BAC clones were grown overnight in 384-well plates containing 2YT medium supplemented with chloramphenicol (12.5 μg/ml). Clones from each of the 384-well plates were pooled, pelleted and resuspended in 4 ml of TE (10 mM Tris, 1 mM EDTA) buffer. In order to prepare DNA pools, the bacterial suspensions were lysed at 95°C for 30 min, pelleted at 3,000 g for 60 min and the supernatant was diluted 25-fold with deionized water. PCR reaction mix (10 μl) consisted of 1 μl template DNA of diluted pool, 1× Buffer for DyNAzyme DNA Polymerase (Finnzymes, Espoo, Finland), 0.2 mM dNTPs, 1 μM primers (Table 1), and DyNAzyme II DNA Polymerase (Finnzymes). PCR reaction was performed as follows: denaturation for 4 min at 94°C followed by 30–35 cycles consisting of denaturation at 94°C for 30 s, annealing at appropriate temperature (58°–62°C) for 40 s, extension at 72°C for 40 s, and final extension at 72°C for 10 min. Presence of PCR products was checked by electrophoresis in 1% agarose gels run in 0.5 × TBE buffer.
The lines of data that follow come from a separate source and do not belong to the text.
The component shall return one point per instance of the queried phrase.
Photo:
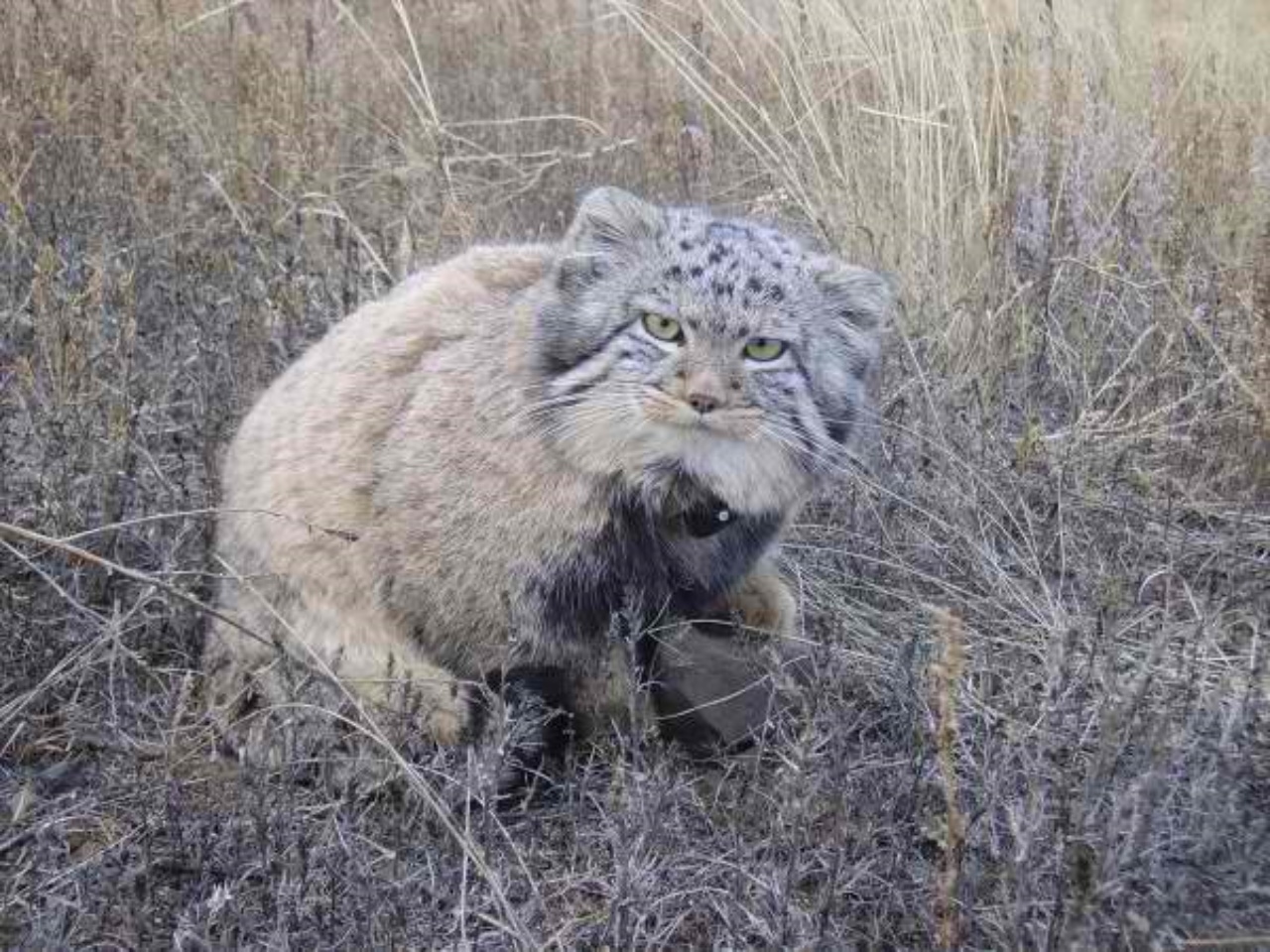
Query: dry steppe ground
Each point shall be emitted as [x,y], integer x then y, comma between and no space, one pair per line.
[1040,599]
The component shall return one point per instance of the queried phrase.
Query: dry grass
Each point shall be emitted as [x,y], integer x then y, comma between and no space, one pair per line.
[1040,719]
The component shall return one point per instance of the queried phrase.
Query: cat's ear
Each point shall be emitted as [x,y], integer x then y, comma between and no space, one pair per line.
[610,225]
[856,296]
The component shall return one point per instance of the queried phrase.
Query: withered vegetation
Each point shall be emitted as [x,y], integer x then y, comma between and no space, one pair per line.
[1040,602]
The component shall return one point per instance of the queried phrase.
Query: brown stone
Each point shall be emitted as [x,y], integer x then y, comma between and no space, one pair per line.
[716,692]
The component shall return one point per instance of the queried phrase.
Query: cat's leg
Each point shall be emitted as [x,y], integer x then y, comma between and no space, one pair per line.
[763,603]
[536,725]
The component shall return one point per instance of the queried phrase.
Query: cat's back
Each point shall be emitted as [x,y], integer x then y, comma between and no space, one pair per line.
[312,442]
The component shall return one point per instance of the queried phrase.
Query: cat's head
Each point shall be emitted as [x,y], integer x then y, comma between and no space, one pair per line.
[721,349]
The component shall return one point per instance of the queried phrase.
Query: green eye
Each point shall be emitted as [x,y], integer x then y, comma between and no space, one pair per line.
[663,327]
[765,349]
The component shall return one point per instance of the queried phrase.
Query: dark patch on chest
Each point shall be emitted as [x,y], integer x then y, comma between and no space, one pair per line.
[685,555]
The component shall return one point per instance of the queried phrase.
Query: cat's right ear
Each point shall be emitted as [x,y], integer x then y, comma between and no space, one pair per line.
[610,226]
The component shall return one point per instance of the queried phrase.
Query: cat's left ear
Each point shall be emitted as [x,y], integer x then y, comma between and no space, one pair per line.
[610,226]
[857,296]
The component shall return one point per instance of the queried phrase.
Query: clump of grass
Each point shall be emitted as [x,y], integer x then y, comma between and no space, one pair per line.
[1069,454]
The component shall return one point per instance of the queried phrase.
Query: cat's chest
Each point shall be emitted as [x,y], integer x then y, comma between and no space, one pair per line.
[679,557]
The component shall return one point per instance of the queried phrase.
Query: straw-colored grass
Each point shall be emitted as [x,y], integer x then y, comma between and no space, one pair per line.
[1039,598]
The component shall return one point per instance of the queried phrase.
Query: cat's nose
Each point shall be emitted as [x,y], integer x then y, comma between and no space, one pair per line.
[703,390]
[702,403]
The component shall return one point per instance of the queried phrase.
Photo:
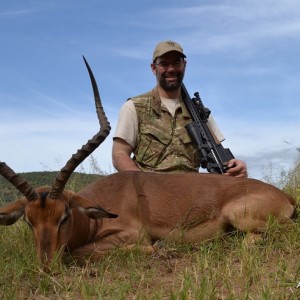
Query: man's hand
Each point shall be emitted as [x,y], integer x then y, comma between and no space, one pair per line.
[237,168]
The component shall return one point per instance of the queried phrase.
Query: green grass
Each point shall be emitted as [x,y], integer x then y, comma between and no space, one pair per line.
[224,268]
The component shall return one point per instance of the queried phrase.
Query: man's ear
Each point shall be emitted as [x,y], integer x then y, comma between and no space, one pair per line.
[153,68]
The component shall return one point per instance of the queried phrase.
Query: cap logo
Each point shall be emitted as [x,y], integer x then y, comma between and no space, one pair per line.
[171,44]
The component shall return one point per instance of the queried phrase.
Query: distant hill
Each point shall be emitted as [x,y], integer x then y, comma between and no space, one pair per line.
[77,181]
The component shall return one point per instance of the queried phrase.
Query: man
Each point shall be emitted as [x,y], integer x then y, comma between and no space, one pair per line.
[152,126]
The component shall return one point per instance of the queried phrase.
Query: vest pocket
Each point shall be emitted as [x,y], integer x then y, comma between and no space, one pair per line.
[151,148]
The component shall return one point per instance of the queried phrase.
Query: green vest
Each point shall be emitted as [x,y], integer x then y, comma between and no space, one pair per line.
[163,144]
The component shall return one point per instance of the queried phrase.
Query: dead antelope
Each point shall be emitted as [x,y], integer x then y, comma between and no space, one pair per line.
[140,208]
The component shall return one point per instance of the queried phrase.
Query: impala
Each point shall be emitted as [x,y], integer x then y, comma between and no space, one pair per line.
[129,208]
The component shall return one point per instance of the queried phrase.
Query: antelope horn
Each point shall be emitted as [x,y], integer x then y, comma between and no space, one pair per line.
[65,173]
[20,183]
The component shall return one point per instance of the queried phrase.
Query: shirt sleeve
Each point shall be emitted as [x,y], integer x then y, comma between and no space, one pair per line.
[127,126]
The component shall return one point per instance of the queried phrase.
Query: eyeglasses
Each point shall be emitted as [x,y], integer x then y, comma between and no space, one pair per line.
[175,65]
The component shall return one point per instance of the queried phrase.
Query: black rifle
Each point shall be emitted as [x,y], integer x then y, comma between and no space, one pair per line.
[213,156]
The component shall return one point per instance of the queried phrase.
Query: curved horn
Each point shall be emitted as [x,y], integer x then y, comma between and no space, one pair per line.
[65,173]
[20,183]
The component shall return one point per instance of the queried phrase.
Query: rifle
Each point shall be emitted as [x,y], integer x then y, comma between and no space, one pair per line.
[213,156]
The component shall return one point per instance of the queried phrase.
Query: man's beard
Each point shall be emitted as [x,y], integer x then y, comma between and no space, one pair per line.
[170,86]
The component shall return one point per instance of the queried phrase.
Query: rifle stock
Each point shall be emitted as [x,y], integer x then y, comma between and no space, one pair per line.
[213,156]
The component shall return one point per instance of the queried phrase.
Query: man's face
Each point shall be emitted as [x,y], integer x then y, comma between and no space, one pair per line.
[169,70]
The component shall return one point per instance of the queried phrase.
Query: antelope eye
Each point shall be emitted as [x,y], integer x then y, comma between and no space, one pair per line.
[65,218]
[28,222]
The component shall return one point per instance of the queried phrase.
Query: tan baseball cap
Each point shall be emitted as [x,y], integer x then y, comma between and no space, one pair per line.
[166,46]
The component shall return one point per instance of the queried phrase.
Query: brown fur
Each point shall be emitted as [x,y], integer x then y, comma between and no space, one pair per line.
[150,206]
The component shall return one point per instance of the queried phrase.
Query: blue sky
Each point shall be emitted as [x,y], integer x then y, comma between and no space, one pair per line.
[242,56]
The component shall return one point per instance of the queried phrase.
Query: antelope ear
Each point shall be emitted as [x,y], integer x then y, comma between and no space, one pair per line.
[97,212]
[88,207]
[12,212]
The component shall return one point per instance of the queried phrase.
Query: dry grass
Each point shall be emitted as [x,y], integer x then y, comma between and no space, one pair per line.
[224,268]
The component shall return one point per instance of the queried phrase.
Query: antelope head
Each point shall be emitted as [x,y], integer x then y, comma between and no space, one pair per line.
[50,211]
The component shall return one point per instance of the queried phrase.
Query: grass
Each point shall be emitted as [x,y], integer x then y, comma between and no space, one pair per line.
[224,268]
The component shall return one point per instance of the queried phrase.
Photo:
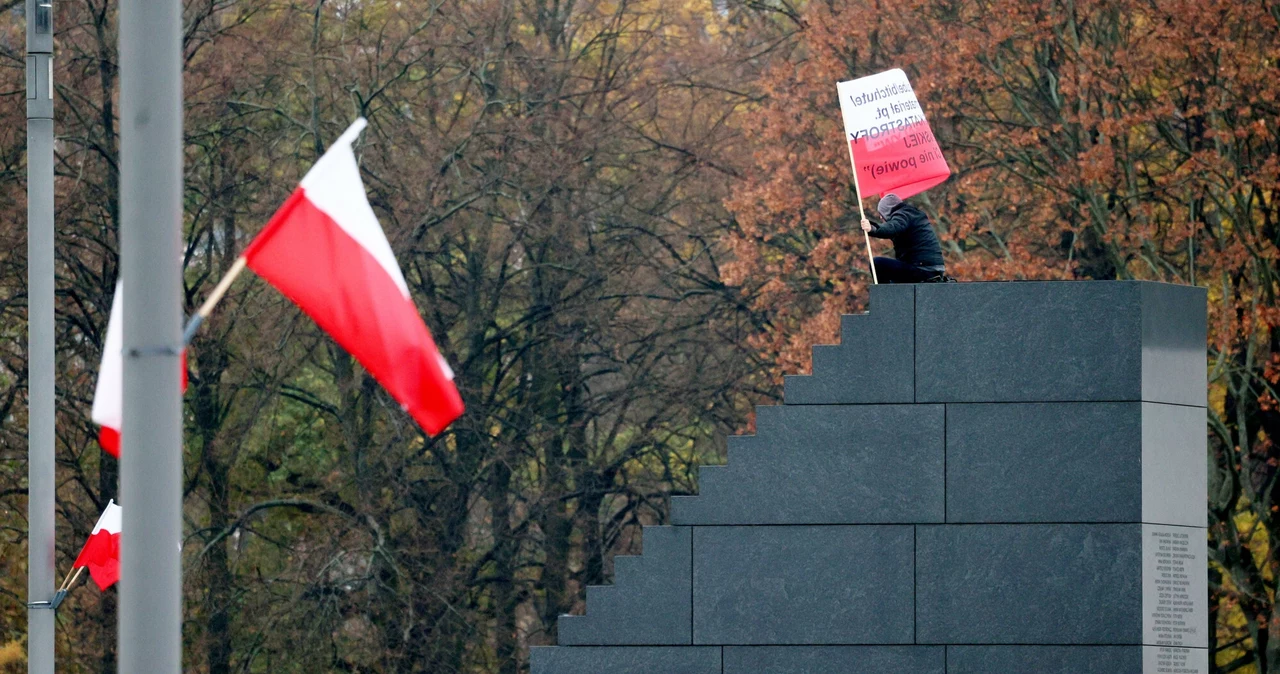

Screening of high-density filters and BAC DNA isolation

High-density colony filters were prepared by spotting BAC clones in duplicate in a 4 × 4 gridding pattern on Hybond N+ nylon membranes (Amersham Biosciences, Piscataway, USA) using the GeneTAC G3 robot (Genomic Solutions, Ann Arbor, USA). 18,432 individual colonies (36,864 spots in total) were arrayed on one filter. DNA probes for hybridization to screen the BAC library or blotted DNA digests were labeled with [32P]dCTP using Megaprime DNA Labeling System (Amersham). The probes derived from the barley Mla gene that were used for screening the library were described earlier (Mago et al. 2004). For high-throughput isolation of DNA from selected BAC clones, the alkaline lysis protocol was adapted for 96-well plate format. BAC clones were grown overnight in 300 μl LB with chloramphenicol (12.5 μg/ml) in 96-well plates. Cells were harvested by centrifugation at 2,000 rpm for 20 min. The cells were resuspended in 50 μl GTE with RNaseA and lysozyme. 100 μl of lysis buffer was added and mixed by gentle vortexing followed by addition of 75 μl of chilled potassium acetate and mixed. The plate was centrifuged for 30 min at 3,000 rpm. 200 μl of supernatant was transferred to a fresh plate and DNA precipitated by using 0.6 volume of cold isopropanol. After centrifugation for 30 min at 3,000 rpm, the DNA was washed with 70% ethanol, air dried and resuspended in 25 μl sterile water. The DNA was used directly for restriction digestion. For individual BAC clones, DNA was isolated using the modified alkaline lysis protocol (Sinnett et al. 1998).